Kennedy brought separate litigation against the Biden administration for allegedly violating the First Amendment by directly coercing social media companies into censoring his protected speech and that of his co-defendant, the nonprofit group Children’s Health Defense.

The Murthy decision will not directly impact the trajectory of this case due to the fact that the Supreme Court’s opinion was based on a technicality rather than on the merits of the phenomenon of political censorship.

Because the Biden administration moved to censor Kennedy’s social media presence within the first 48 hours after President Biden’s inauguration, as reported in The Kennedy Beacon, it would have been much simpler to establish Kennedy as a plaintiff with standing than it was to establish whether or not Missouri and Louisiana had standing.

In December of 2023, the Supreme Court rejected Kennedy’s motion to join Murthy v. Missouri, thus setting the stage for the vital matter of free speech to be discarded by the Supreme Court due to a technicality. With this in mind, Kennedy’s separate lawsuit against Biden may stand a stronger chance of securing a precedent-setting ruling in favor of free speech.

According to the court’s majority opinion authored by Justice Amy Coney Barrett,

The plaintiffs fail, by and large, to link their past social-media restrictions and the defendants’ communications with the platforms. The state plaintiffs, Louisiana and Missouri, refer only to action taken by Facebook against a Louisiana state representative’s post about children and the COVID-19 vaccine. But they never say when Facebook took action against the official’s post – a critical fact in establishing a causal link.
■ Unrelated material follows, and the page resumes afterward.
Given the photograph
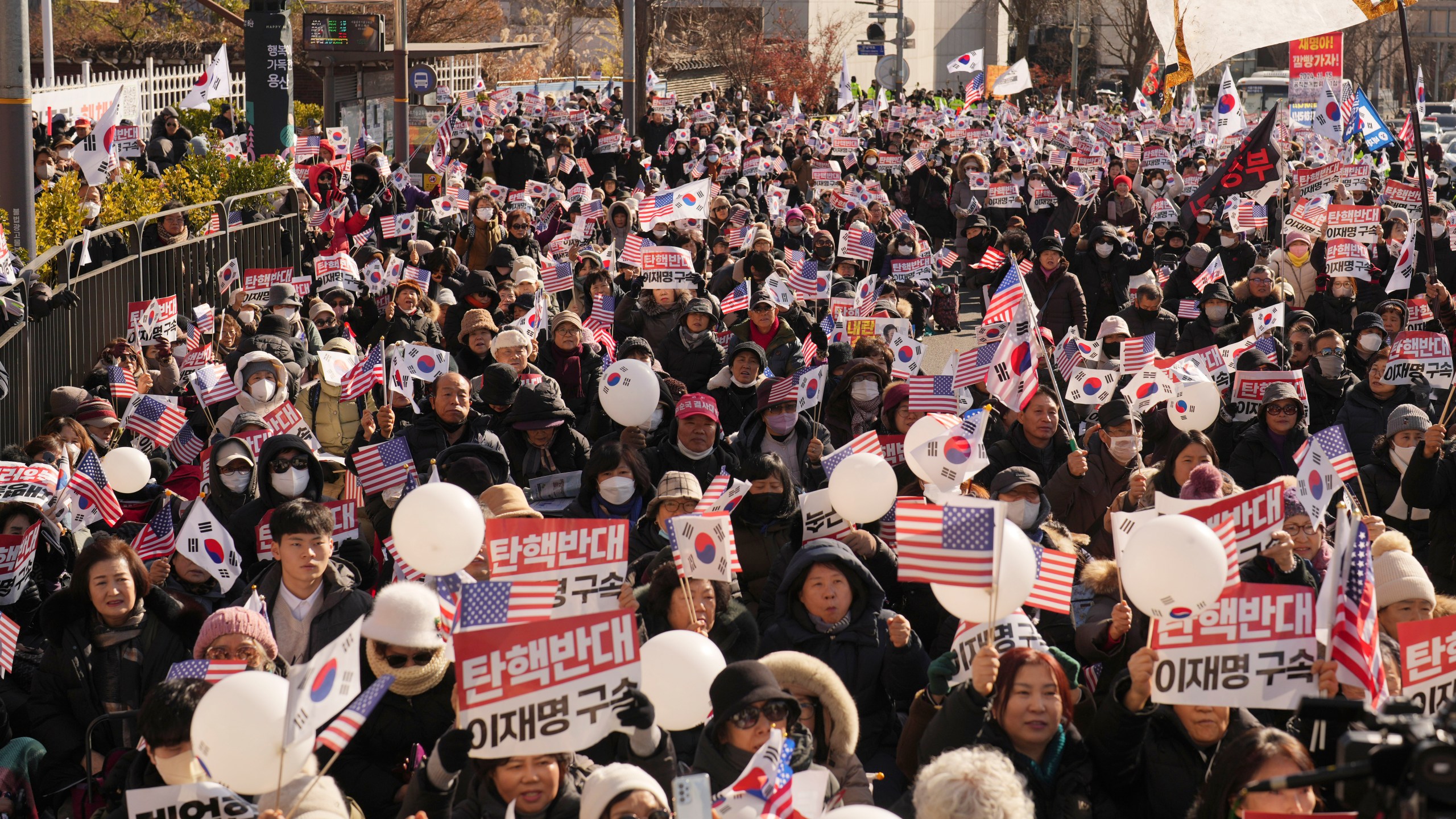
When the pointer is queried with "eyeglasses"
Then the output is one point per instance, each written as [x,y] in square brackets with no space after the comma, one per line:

A dissenting opinion written by Justice Alito and joined by Justices Thomas and Gorsuch determined that the plaintiffs had standing and that the Biden administration’s censorship was unconstitutional. According to Alito, social media platforms are vulnerable to bullying by federal authorities due to Section 230 of the Communications Decency Act of 1996, shielding companies from the liability associated with publishers. If federal officials took steps to change this, the current social media business model would be terminated.
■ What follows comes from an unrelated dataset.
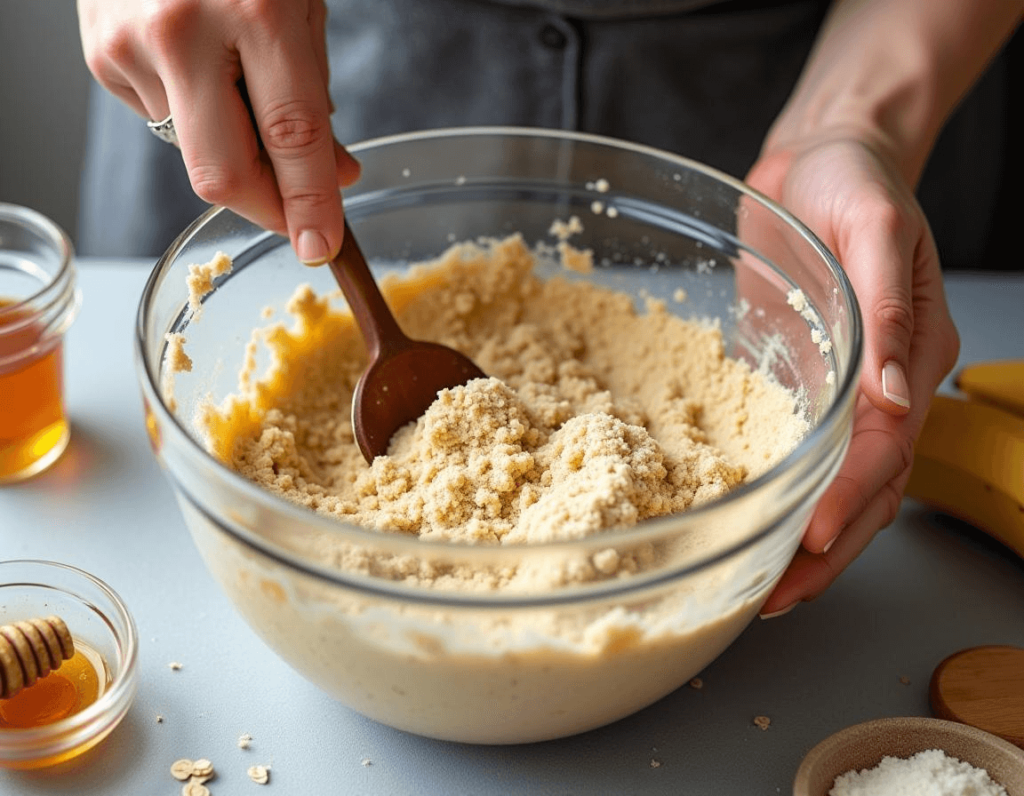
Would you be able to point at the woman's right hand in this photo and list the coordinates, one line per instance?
(186, 57)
The dissenting opinion further states that the federal government is in a position to pursue social media companies with domestic antitrust laws or else fail to defend US social media companies from often excessive regulations imposed by foreign entities, including the European Union. Alito and his fellow dissenting justices paint a picture of social media companies that were systematically subjected to direct pressure from the White House, to which they submitted, to censor content that the administration found objectionable. Had they not capitulated to the administration’s demands for censorship, the justices imply, the social media companies could reasonably have expected to pay a large financial price in both the short and long term.

In his dissenting opinion, Alito appeared to criticize fellow justices for reducing the epoch-making issue of free speech to a technicality. According to Alito, “high-ranking government officials placed unrelenting pressure on Facebook to suppress Americans’ free speech. Because the court unjustifiably refuses to address this serious threat to the First Amendment, I respectfully dissent.”
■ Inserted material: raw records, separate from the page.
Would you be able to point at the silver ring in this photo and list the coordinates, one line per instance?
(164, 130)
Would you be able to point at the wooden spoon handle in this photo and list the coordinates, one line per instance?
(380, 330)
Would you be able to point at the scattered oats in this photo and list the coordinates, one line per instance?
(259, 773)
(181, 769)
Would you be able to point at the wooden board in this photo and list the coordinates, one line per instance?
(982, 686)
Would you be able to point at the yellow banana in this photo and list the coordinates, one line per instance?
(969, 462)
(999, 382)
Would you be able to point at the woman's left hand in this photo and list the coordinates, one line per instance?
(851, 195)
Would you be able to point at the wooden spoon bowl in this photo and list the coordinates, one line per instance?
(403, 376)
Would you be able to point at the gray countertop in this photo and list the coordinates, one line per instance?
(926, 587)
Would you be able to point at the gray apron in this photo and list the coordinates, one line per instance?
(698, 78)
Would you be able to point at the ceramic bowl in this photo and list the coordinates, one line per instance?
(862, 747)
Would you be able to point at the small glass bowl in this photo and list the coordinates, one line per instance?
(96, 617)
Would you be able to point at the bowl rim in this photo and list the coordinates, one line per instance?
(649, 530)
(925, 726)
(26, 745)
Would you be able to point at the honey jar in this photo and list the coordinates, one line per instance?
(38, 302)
Had the issue of standing been resolved by allowing Kennedy to join the lawsuit, other justices might have taken a similar view of the matter of the case on its merits. It is worth noting that the Supreme Court’s ruling covers a preliminary injunction which means that it is still theoretically possible that the Murthy case could be reviewed at a later date on its core merits.

While the attorneys general of Missouri and Louisiana led a valiant effort to restore free speech to our digital public squares, Kennedy’s dire prediction that the issue of standing could ruin the chances of securing a permanent victory proved to be all too true.